En la Meditación, Dios tiene un nombre: Cristo, que tiene sed de nuestro amor, que no es amado, −“el amor no es amado”−, y que clavado en la Cruz quiere mover los corazones de los hombres para que vivan la Paz, la Paz que sólo Él nos puede dar: “la paz mía os dejo; la paz mía os doy”.
En su “tengo sed”, señala el Papa, «podemos escuchar la voz de los que sufren, el grito escondido de los pequeños inocentes a quienes se les ha negado la luz de este mundo, la súplica angustiada de los pobres y de los más necesitado de paz. Imploran la paz las víctimas de las guerras, las cuales contaminan los pueblos con el odio y la Tierra con las armas».

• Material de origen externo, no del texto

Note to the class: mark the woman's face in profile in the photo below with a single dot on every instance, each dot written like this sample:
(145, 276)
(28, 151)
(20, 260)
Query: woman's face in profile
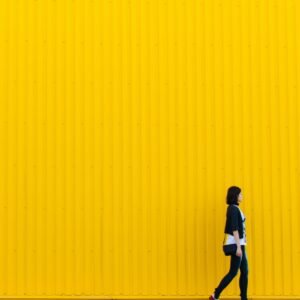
(240, 197)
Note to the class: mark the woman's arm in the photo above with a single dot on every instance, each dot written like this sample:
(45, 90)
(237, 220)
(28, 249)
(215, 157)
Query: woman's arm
(237, 240)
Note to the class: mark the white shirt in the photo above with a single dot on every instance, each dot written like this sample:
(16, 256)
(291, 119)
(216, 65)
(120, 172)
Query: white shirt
(229, 238)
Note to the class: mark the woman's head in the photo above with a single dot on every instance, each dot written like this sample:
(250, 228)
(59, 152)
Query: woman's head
(234, 195)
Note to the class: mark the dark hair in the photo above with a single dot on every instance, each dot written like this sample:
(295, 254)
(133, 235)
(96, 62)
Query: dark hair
(232, 195)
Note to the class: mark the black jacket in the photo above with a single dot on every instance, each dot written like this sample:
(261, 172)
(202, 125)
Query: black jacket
(234, 221)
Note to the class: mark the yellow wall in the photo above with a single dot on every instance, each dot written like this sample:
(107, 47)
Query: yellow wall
(122, 125)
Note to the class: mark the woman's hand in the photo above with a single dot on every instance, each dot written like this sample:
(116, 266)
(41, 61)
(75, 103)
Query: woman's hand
(239, 252)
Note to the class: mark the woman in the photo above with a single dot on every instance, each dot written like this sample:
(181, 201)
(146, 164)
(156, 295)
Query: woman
(235, 234)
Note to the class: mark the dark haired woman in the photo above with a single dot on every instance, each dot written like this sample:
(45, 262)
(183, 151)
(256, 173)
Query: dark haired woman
(235, 234)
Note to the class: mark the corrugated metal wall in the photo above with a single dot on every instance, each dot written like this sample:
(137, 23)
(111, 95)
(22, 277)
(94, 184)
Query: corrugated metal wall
(122, 125)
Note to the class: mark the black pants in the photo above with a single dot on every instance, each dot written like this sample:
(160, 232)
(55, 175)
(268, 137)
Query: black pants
(236, 264)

Los frentes de guerra, los frentes para conquistar la paz, no se reducen hoy a los lugares de bombardeos, de asaltos a ciudades, de dominio territorial. No. La guerra la hacemos los hombres contra nuestros hermanos los hombres; y la hacemos, también y muy encarnizadamente a veces, contra nuestro Padre Dios. La gran guerra hoy desencadenada es contra Cristo Crucificado, contra la Iglesia que sostiene siempre erguida la Cruz, en espera de que su sombra traiga la Paz.
No son pocos, por desgracia, los gobiernos obstinados en tapar la boca, en declarar una verdadera guerra, a la Iglesia para que abandone todo su batallar en defensa de la vida, en defensa de la familia, en defensa de la libertad de los padres para educar en la Fe; que pretenden hacer la vida imposible a colegios de inspiración cristiana para que no “adoctrinen” en la Fe, en la Moral, y enseñen a los alumnos las últimas incongruencias del momento sobre “el género de su condición humana”.
«Ante Cristo Crucificado, nosotros los cristianos −recuerda el Papa− estamos llamados a contemplar el misterio del Amor no amado, y a derramar misericordia sobre el mundo».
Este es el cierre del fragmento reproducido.